The SEC filed its complaint against Bankman-Fried in December 2022, charging him with defrauding investors in violation of section 17(a) of the Securities Act of 1933 and section 10(b) of the Securities Exchange Act of 1934.
This is the two representatives’ second attempt to gain such information from Gensler and the SEC. In this second letter, the lawmakers threaten to use “compulsory process, if necessary” that could be taken to obtain the requested information should the agency continue to fail to fulfill the request.
“On Feb. 10, 2023, we sent you a letter requesting documents related to charges filed by the SEC against Sam Bankman-Fried,” the lawmakers wrote in this latest letter. “Ignoring the deadline, the SEC actively impeded committee staff from discussing the request with anyone in the Office of the General Counsel until Chairman Huizenga formally requested a conversation with the SEC general counsel. The subsequent staff level conversations have yet to yield any of the requested documents.”

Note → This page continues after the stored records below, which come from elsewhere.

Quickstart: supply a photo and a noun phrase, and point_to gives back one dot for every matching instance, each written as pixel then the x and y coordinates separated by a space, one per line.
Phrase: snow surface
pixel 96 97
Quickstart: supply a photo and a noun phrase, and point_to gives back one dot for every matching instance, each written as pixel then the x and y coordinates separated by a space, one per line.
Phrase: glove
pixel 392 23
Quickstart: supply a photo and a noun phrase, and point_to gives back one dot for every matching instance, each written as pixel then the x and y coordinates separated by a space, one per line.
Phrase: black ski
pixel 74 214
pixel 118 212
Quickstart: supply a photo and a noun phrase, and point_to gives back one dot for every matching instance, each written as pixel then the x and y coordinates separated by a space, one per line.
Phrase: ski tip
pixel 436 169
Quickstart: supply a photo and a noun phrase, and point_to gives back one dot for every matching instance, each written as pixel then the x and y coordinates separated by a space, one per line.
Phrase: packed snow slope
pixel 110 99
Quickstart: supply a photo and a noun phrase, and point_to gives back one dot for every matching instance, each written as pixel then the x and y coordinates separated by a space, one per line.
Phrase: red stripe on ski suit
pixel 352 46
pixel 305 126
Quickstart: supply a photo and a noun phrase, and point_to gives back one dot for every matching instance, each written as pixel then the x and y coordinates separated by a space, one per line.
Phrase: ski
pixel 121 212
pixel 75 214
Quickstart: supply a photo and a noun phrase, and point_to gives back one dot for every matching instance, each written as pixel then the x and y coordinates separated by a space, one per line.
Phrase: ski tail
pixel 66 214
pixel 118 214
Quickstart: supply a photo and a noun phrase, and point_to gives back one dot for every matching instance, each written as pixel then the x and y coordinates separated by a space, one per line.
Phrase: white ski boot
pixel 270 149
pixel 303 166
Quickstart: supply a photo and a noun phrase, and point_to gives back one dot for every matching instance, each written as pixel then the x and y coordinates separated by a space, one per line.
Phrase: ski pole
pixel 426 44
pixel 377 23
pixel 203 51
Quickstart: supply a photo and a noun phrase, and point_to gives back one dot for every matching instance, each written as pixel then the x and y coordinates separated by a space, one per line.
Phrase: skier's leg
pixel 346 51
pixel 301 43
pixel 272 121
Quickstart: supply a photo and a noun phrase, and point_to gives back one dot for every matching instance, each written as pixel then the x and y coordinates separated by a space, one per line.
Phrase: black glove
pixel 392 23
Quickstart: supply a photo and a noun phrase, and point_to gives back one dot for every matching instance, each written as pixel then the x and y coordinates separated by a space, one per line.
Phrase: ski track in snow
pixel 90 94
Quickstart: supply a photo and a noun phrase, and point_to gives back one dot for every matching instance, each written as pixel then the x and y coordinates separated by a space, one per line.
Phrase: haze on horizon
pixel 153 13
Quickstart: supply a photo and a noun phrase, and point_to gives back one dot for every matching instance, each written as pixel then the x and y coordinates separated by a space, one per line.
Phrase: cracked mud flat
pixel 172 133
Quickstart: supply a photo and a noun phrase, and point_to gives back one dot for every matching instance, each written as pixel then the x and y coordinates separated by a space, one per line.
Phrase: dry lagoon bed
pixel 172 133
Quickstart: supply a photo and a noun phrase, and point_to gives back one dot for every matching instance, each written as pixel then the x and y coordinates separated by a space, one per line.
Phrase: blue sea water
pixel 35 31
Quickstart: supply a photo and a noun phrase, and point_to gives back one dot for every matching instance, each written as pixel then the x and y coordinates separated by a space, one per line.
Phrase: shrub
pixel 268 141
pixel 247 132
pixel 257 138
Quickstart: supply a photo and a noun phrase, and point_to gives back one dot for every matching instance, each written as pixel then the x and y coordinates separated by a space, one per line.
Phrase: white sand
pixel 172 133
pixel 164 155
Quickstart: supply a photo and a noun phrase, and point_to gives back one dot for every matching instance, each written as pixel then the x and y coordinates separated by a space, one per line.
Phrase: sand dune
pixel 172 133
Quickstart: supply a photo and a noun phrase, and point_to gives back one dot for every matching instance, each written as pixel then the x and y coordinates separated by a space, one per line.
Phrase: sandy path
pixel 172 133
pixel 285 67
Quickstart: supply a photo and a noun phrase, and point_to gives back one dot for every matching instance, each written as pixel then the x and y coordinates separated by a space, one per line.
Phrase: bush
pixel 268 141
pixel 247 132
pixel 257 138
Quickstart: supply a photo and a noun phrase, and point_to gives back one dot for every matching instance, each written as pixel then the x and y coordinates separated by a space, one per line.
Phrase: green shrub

The lawmakers charge in their letter that SEC staff requested they “narrow the scope” of the requested information in order to start complying with the request for documents.
“Committee staff obliged and produced a narrowed list of custodians, a narrowed time frame, and a list of easily identifiable documents, such as the staff recommendation memo presented to the commission for a vote on charges,” the congressmembers stated.
When committee staff followed up more than a week later to check on the progress, the representatives asserted their staff was told it was a “time consuming and extensive process,” without any indication that production was incoming. The two congressman stated they found this to be “unacceptable.”